Fecal microbiome profiling of pediatric and adult irritable bowel syndrome (IBS) and inflammatory bowel disease (IBD)
Predominant diarrheal diseases of inflammatory bowel diseases (IBD) including ulcerative disease (UC) and Crohn’s disease (CD), and irritable bowel syndrome (IBS) including both diarrhea (IBS-D) and mix (IBS-M) subtype represent major GI clinical manifestations that affect up to 20% of the population. Those diarrheal diseases share several common symptoms including diarrhea and abdominal pain, thus clinical diagnosis usually requires professional evaluation, comprehensive laboratory testing and Rome questionnaire that are time-consuming procedures and usually need multiple patient visits. Since there is no disease-specific stool biomarkers for IBD and IBS1,2, endoscopy remains as the gold standard approach for accurately diagnosing IBD and IBS with the assistance of laboratory testing and questionnaire. Moreover, there are several co-morbid conditions such as IBD and post-infectious IBS patients experiencing CDI3,4, that can impact diagnostic accuracy of diagnosis and treatment efficacy. Thus, there is a need for alternative diagnosis of these diarrheal patients. For the past decade, gut microbiome surveys on those diseases have provided promising insights into disease associations5–7. However, interesting observation reported from single-center microbiome survey lack power and independent cohort is rarely performed. Meta-analysis based on the results of multiple survey reports does not provide confident integration since methods of data generation and analysis vary significantly.

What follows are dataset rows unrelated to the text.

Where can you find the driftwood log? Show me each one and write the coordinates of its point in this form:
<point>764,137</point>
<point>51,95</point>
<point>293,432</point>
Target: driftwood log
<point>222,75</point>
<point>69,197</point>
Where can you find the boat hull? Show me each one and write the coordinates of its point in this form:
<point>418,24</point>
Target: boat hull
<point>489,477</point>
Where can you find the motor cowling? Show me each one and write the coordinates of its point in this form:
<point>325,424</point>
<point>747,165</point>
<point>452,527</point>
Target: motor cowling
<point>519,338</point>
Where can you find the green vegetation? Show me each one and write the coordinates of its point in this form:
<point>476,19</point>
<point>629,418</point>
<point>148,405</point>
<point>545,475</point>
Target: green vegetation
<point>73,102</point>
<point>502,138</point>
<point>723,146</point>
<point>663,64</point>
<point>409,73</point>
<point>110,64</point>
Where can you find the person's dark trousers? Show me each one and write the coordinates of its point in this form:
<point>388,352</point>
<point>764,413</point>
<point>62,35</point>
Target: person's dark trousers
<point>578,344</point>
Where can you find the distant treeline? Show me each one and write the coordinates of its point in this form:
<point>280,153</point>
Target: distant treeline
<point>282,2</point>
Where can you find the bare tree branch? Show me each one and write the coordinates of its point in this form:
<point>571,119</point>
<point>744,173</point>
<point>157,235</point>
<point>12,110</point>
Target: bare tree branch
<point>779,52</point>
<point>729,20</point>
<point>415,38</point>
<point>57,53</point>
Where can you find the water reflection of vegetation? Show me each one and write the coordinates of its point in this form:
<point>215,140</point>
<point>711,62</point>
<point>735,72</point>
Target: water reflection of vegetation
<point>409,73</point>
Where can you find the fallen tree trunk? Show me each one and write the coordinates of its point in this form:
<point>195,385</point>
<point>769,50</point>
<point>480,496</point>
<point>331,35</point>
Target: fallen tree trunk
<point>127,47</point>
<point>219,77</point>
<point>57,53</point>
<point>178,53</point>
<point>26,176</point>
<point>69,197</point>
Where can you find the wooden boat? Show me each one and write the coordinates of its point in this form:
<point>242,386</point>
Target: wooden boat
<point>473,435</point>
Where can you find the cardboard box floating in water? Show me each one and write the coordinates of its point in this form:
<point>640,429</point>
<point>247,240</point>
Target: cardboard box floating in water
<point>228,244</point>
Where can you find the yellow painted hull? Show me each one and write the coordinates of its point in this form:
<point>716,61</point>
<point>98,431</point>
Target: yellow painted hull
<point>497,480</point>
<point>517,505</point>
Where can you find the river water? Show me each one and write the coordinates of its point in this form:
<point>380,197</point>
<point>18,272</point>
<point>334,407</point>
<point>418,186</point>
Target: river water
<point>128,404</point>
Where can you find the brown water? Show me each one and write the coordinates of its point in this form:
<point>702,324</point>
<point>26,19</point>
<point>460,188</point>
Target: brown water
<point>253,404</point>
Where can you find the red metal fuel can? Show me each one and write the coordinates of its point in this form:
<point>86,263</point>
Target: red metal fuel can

Gut microbiome survey is now frequently conducted with targeted metagenomic sequencing, often referred to 16S rDNA amplicon and internal transcribed spacer (ITS) sequencing, has been extensively applied to profile complex consortia of microbes, including bacteria and fungi that populate human gastrointestinal (GI) tract8–10. Pioneering studies, including the American Gut Project8, Human Microbiome Project9 and Earth Microbiome Project10 have established standard operating procedures (SOPs) for microbiome profiling that includes DNA extraction methods, 16S primer design, and bioinformatics pipelines11. Establishing robust microbiome-associations that adequately account for different demographics in human disease requires integrated and sufficiently powered multi-center investigations, including time-consuming ethic approvals for conducting clinical trials. Thus, re-analyzing publicly available cohort data becomes an increasing need to mine host-microbiome interactions that may facilitate precision or personalized diagnosis and microbiome-based therapeutics. However, performing meta-analysis on individual microbiome projects that sequence distinct 16S variable regions on different technology platforms remains a significant challenge since appropriate pipelines are lacking for accurate taxonomic profiling12,13.
The UCLUST algorithm in the QIIME1 package, VSEARCH and Deblur in the QIIME2, USEARCH, mothur and DADA2 are currently the most popular tools for clustering or denoising 16S amplicons. These pipelines have been applied to many single microbiome surveys, but there is limited effort in using these data for microbiome meta-analysis. Closed-reference OTU picking strategy represents the first attempt to analyze multiple data sets and has been used for several large projects including MiBioGen consortium initiative14. A recent report utilizing OTUX also adopted closed-reference OTU picking by using its pre-built region-specific OTU reference database for meta-analysis15. However, concerns are reported about inaccurate taxonomic profiles generated using closed-reference analysis because they fail to assign amplicon reads from different 16S variable regions to the same reference sequence16,17. Notably, de novo sequence clustering is not readily applicable for merging multiple OTU tables, whereas sequencing denoising offer the possibility because they implement amplicon sequence variants (ASVs) for such merging purpose18. However, this is simple combination of ASV tables without solving the phylogeny of ASVs originated from the same parent 16S sequence. Thus, meta-analysis interpretation at OTU/ASV level still requires novel tools. Taxonomic binning from OTU/ASV tables becomes a more feasible approach if taxonomic annotation of OTUs/ASVs is accurate across multiple 16S regions19–21. This represents the major goal of this study. We designed a bioinformatics pipeline – Taxa4Meta that achieves high accuracy of clustering and taxonomic annotation across different amplicon sequences. We evaluated its performance using both mock and experimental microbiome datasets. Taxa4Meta pipeline was further used for microbiome meta-analysis of predominant diarrheal diseases including IBD and IBS. We plan to apply the same bioinformatics approach to the LifeLines cohort data and use shotgun metagenomic data for further validation of taxonomic and functional features.